Lack of male teachers. (There was a thing about this on Womans Hour some time ago and it's a big problem.)

Men being totally uninterested in child-rearing and putting the effort in. (Yes I know NAMALT but we all know the figures.)

It's a bad, sad state of affairs.

Linens · 15/03/2025 11:40

You can hardly say “well men need to sort this out” when these are our children, our sons who we are raising and living with and love fiercely. Our problem, literally, because their dads have fucked off (speaking metaphorically here, my sons have a wonderful dad).

One thing women can do, and have always done but have sort of stopped recently, is be much more choosy about their mate. Choose high quality men to have children with, and don’t have children until you’re married, and don’t have children with more than one man if the first relationship doesn’t work out. There are many many women having kids with men they KNOW are shit dads to existing kids, to men that are violent and work shy and have addiction and debilitating MH problems. And having kids with multiple of those men. Gate keeping having children is something that actually is within women’s power the vast majority of the time and would have a huge impact on men’s behaviour.

toaskworkingmums · 15/03/2025 11:43

My husband has never known his dad. (Genuinely MIL doing, who we have little to do with now).

He is an excellent father and husband despite never growing up with any solid male role model. He couldn’t do enough for me and our baby and is determined to be the one he never had. So it’s not always doom and gloom. Just putting it out there!

JackJarvisEsq · 15/03/2025 11:47

It’s fairly telling that the organisation was set up by a woman

IdasFlowers · 15/03/2025 11:54

Its deluded to suggest that absent dads are only absent because of women leaving them for no reason.

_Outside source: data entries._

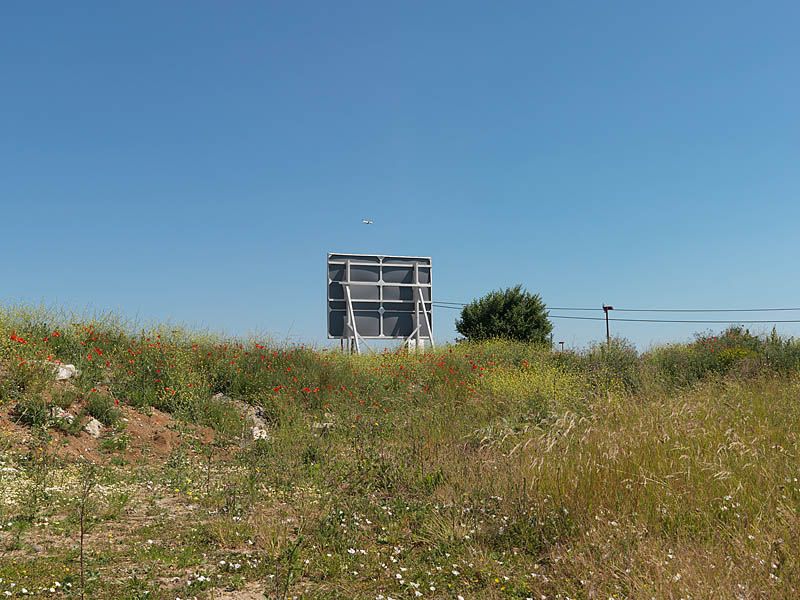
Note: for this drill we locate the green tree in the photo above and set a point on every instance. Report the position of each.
(513, 313)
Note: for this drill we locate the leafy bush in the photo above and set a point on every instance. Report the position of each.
(513, 314)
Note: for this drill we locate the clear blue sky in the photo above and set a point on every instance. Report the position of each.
(195, 161)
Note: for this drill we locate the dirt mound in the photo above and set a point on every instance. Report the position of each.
(140, 436)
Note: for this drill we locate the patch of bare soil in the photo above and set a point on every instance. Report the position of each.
(150, 436)
(252, 591)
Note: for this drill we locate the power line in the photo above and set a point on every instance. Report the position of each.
(654, 310)
(460, 304)
(705, 309)
(676, 320)
(696, 321)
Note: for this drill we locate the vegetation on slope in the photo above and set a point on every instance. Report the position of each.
(491, 470)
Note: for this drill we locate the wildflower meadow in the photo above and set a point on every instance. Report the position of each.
(164, 463)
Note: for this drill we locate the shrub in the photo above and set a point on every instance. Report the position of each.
(513, 314)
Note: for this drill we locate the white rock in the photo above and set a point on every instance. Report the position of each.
(259, 433)
(59, 413)
(94, 428)
(324, 426)
(64, 372)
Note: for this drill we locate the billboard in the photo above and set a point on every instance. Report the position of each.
(372, 296)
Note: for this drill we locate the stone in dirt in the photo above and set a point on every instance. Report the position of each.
(64, 372)
(94, 428)
(259, 433)
(59, 413)
(255, 414)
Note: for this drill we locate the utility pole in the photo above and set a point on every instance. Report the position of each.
(607, 308)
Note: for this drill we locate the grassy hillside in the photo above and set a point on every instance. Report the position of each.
(496, 470)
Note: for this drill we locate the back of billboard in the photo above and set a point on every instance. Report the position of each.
(372, 296)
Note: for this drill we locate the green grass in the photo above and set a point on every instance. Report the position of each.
(492, 470)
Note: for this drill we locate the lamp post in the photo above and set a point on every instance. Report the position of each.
(607, 308)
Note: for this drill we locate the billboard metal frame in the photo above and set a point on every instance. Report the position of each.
(422, 311)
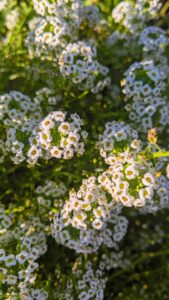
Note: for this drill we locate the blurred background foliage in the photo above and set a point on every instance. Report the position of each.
(147, 276)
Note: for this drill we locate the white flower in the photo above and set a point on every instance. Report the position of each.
(10, 260)
(22, 257)
(148, 179)
(64, 127)
(47, 123)
(34, 152)
(56, 152)
(131, 172)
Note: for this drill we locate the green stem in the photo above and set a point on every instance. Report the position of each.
(140, 260)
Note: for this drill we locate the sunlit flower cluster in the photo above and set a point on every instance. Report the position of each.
(82, 224)
(84, 117)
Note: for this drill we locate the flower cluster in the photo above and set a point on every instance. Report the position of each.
(87, 281)
(68, 194)
(153, 39)
(18, 268)
(82, 224)
(55, 39)
(131, 178)
(29, 138)
(57, 138)
(47, 99)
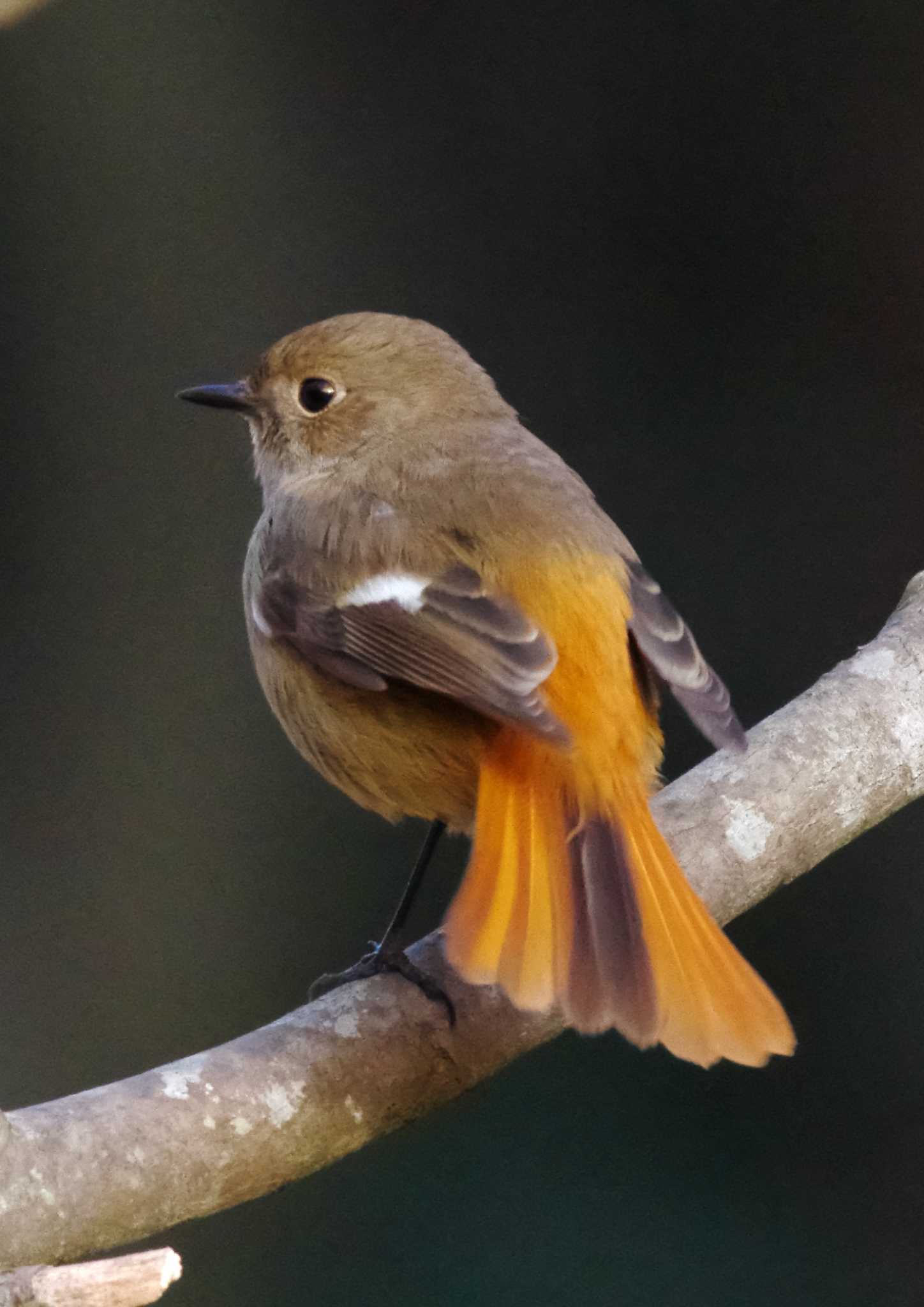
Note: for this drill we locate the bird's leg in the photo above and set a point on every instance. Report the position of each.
(387, 956)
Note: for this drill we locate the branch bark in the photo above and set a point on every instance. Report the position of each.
(131, 1281)
(121, 1162)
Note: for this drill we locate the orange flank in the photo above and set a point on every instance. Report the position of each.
(573, 897)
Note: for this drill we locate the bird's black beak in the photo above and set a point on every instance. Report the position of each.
(235, 396)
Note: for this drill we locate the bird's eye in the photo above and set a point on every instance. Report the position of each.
(315, 394)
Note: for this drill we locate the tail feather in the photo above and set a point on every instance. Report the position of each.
(611, 981)
(590, 911)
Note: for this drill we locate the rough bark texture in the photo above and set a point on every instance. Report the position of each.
(124, 1161)
(130, 1281)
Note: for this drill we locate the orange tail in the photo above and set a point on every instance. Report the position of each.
(591, 913)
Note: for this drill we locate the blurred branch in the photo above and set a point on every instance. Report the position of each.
(130, 1281)
(11, 12)
(121, 1162)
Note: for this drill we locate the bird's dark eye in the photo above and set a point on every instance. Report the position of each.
(315, 394)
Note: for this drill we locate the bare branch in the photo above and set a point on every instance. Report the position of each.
(124, 1161)
(130, 1281)
(11, 12)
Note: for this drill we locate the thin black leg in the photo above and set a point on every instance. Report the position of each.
(386, 956)
(415, 881)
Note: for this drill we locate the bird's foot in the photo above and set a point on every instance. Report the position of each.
(385, 959)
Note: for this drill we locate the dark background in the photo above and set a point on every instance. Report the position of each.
(688, 241)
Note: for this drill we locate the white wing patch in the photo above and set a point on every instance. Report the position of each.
(400, 587)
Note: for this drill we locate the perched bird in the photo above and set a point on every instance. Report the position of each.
(449, 627)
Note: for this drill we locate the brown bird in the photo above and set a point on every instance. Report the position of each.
(449, 627)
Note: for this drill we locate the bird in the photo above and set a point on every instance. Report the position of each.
(449, 627)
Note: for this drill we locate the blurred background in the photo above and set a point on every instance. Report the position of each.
(688, 239)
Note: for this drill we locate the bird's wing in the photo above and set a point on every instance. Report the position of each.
(666, 641)
(442, 634)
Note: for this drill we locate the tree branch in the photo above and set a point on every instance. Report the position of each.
(121, 1162)
(131, 1281)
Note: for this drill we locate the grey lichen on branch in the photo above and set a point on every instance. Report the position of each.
(119, 1162)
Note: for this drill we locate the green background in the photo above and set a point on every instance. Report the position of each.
(689, 242)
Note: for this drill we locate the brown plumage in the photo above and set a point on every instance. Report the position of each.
(449, 627)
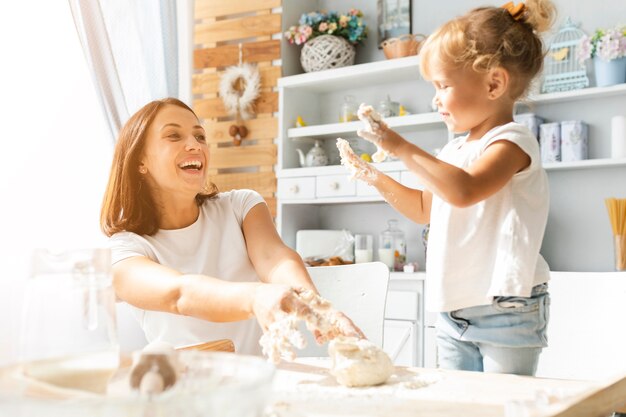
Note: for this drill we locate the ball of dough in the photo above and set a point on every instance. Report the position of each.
(358, 362)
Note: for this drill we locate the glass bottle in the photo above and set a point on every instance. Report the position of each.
(388, 108)
(348, 109)
(392, 247)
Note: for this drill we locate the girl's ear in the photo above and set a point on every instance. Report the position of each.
(498, 82)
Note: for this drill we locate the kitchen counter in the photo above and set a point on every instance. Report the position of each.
(305, 389)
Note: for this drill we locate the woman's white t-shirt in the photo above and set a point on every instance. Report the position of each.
(215, 246)
(492, 247)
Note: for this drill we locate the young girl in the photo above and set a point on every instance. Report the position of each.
(485, 195)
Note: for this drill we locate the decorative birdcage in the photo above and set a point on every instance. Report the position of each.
(562, 70)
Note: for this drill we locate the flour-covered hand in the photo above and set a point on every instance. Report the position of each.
(358, 167)
(375, 128)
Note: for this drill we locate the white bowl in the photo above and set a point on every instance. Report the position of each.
(211, 384)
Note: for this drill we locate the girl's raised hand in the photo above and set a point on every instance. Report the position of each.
(375, 128)
(359, 168)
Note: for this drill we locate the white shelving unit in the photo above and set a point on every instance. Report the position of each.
(324, 198)
(407, 69)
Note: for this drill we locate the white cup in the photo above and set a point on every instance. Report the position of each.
(363, 248)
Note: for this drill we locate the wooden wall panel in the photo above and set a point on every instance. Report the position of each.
(245, 27)
(262, 128)
(216, 8)
(223, 56)
(209, 82)
(213, 108)
(227, 33)
(243, 156)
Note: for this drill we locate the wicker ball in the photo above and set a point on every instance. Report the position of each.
(326, 52)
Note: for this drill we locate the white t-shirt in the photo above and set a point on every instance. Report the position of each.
(492, 247)
(215, 246)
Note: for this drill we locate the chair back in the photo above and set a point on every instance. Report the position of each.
(359, 291)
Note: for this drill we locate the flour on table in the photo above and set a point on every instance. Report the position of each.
(358, 362)
(373, 123)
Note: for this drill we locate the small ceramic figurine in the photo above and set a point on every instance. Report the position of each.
(316, 157)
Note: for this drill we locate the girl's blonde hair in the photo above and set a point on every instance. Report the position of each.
(128, 204)
(490, 37)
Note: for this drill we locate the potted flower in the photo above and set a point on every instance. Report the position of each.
(329, 39)
(608, 50)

tiredoflondonbutnotlife · 15/03/2025 11:59

Linens · 15/03/2025 11:40

You can hardly say “well men need to sort this out” when these are our children, our sons who we are raising and living with and love fiercely. Our problem, literally, because their dads have fucked off (speaking metaphorically here, my sons have a wonderful dad).

One thing women can do, and have always done but have sort of stopped recently, is be much more choosy about their mate. Choose high quality men to have children with, and don’t have children until you’re married, and don’t have children with more than one man if the first relationship doesn’t work out. There are many many women having kids with men they KNOW are shit dads to existing kids, to men that are violent and work shy and have addiction and debilitating MH problems. And having kids with multiple of those men. Gate keeping having children is something that actually is within women’s power the vast majority of the time and would have a huge impact on men’s behaviour.

Edited

This. Women have agency too and can make responsible choices but many don’t - because their desire to have a baby outweighs the life they can provide for their child.

Blomme · 15/03/2025 12:02

The married vs co-habiting split is pretty much the same. It's incorrect to say that married parents stay together much more than co-habiting parents. The highest percentage is those parents who were never in a relationship :

  • Impact on Children:
  • 46% of 14-year-olds in the study were not living with both natural parents, with 19% born to single parents, 14% whose parents married and then divorced, and 13% whose parents never married but split up.
Statistic from the Marriage Foundation. What society needs to look at is why so many women have kids outside of a relationship.
NorthernGirl1981 · 15/03/2025 12:05

Blomme · 15/03/2025 12:02

The married vs co-habiting split is pretty much the same. It's incorrect to say that married parents stay together much more than co-habiting parents. The highest percentage is those parents who were never in a relationship :

  • Impact on Children:
  • 46% of 14-year-olds in the study were not living with both natural parents, with 19% born to single parents, 14% whose parents married and then divorced, and 13% whose parents never married but split up.
Statistic from the Marriage Foundation. What society needs to look at is why so many women have kids outside of a relationship.

Because a lot of men don’t want to get married.

It needs to be unpicked why so many men don’t want to make a commitment to a relationship or marriage.